Mit den Schweizern leben wir hier normalerweise in einer Art Symbiose. Die Basler reden genau so seltsam wie die Österreicher und sind deswegen und an ihren Autokennzeichen deutlich zu erkennen. Wir von der deutschen Seite gehen gern in die Schweiz zum Arbeiten (man munkelt, es läge an den Löhnen). Die eidgenössischen Nachbarn kommen gern zu uns, um einzukaufen oder essen zu gehen (vage Vermutung: wegen der Preise). Dieses natürliche Gleichgewicht ist nun aus den Fugen geraten. Seit dem 16. März gilt die Grenzsperre. Ausschließlich zum Arbeiten darf man mit einem Passierschein noch über die Grenze, aber da die meisten Firmen sowieso auf Home Office umgestellt hatten, blieben viele der Frankenverdiener daheim. Diejenigen, die doch über die Grenze mussten, hatten die schier unmöglich zu bewältigende Aufgabe, pünktlich auf der Arbeit zu sein. An den Grenzübergängen, die noch geöffnet waren, stand man stundenlang im Stau. Und die, die normalerweise über einen der kleineren Grenzübergänge radeln, haben nun eine deutlich weitere Strecke, bis sie einen geöffneten Grenzübergang finden. Verrückte Welt.
Doch nicht nur Lohn und Lebensmittel wandern hier regelmäßig über die Grenze. Auch viele Beziehungen und Familien leben im Alltag in verschiedenen Ländern, schließlich spürt man die Grenze normalerweise ja kaum. Aufgrund der Grenzschließungen gibt es nun Eltern, die ihre Kinder nicht mehr sehen dürfen, und Partner, die sich nicht treffen dürfen.
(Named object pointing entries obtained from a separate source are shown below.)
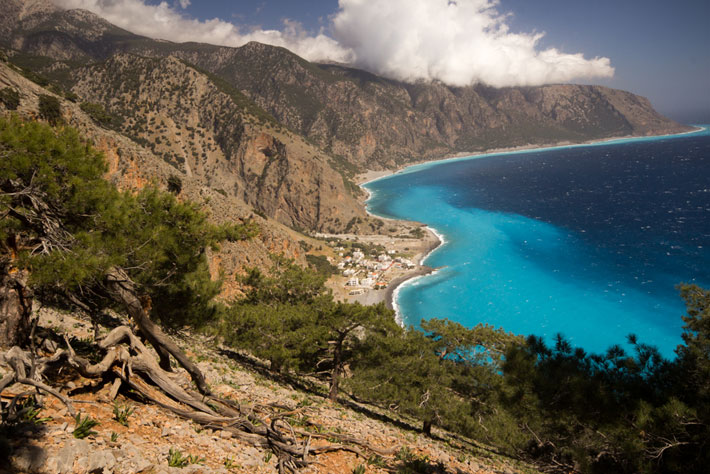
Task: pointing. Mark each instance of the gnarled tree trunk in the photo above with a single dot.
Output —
(15, 307)
(122, 287)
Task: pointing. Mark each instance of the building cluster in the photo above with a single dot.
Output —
(370, 273)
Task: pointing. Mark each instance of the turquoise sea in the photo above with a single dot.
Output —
(589, 240)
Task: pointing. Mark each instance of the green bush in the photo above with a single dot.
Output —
(10, 98)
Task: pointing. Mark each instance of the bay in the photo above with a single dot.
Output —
(588, 241)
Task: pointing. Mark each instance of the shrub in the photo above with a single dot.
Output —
(10, 98)
(84, 427)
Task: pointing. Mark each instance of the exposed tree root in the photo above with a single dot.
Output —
(128, 361)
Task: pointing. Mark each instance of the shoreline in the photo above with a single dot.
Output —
(392, 291)
(374, 175)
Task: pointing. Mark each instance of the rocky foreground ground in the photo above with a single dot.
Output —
(151, 434)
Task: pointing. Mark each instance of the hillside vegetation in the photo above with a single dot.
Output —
(71, 240)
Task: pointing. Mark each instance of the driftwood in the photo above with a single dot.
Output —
(129, 362)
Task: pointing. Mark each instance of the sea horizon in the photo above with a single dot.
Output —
(448, 270)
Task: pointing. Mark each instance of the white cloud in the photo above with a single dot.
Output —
(165, 22)
(457, 42)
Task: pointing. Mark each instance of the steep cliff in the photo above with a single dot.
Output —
(270, 127)
(206, 129)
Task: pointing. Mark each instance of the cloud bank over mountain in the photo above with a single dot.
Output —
(458, 42)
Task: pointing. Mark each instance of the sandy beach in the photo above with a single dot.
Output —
(372, 175)
(424, 246)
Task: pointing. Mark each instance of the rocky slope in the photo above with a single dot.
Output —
(205, 129)
(143, 444)
(359, 119)
(132, 166)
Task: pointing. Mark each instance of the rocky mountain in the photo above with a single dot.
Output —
(132, 165)
(266, 126)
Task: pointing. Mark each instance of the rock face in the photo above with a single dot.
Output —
(203, 130)
(283, 134)
(132, 166)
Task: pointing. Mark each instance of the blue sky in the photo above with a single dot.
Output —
(659, 49)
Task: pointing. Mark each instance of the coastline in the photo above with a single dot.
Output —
(374, 175)
(430, 245)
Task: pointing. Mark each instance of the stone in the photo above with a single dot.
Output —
(96, 462)
(29, 459)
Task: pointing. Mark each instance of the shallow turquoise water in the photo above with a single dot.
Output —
(587, 241)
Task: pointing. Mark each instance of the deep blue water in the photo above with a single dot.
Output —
(587, 241)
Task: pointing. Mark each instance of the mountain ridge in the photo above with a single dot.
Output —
(341, 120)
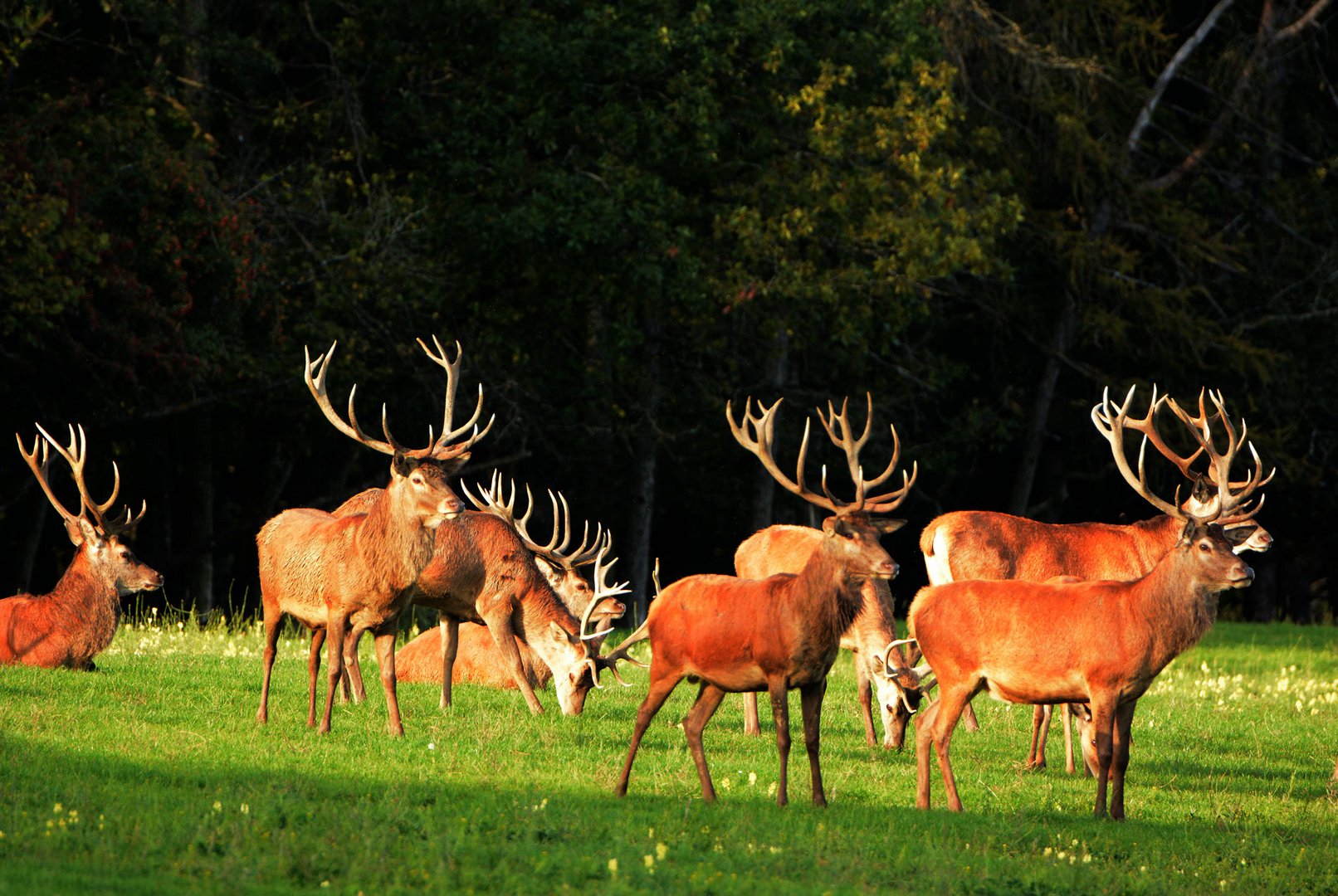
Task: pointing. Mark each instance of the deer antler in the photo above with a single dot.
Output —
(76, 454)
(879, 503)
(763, 436)
(1233, 495)
(437, 448)
(443, 450)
So nah und doch so fern. Die Trennung der Liebesbande sorgt für allerlei Kreativität und die ein oder andere Schlagzeile, bei der man schmunzeln muss. Die Oberbadische Zeitung titelt: „Im Kofferraum zum Liebsten über die Grenze“. Das Ganze nahm kein happy end, die Verliebte wurde am Zoll entdeckt.
In Lauterbach im Saarland hat ein Mann eine Lösung für seine schmerzliche Trennung gefunden. Jeden Morgen kommt er mit seiner Angel an die französisch-deutsche Grenzabsperrung und lässt sich so auf sozialer Distanz seine geliebten französischen Baguettes herüberreichen. Love finds a way.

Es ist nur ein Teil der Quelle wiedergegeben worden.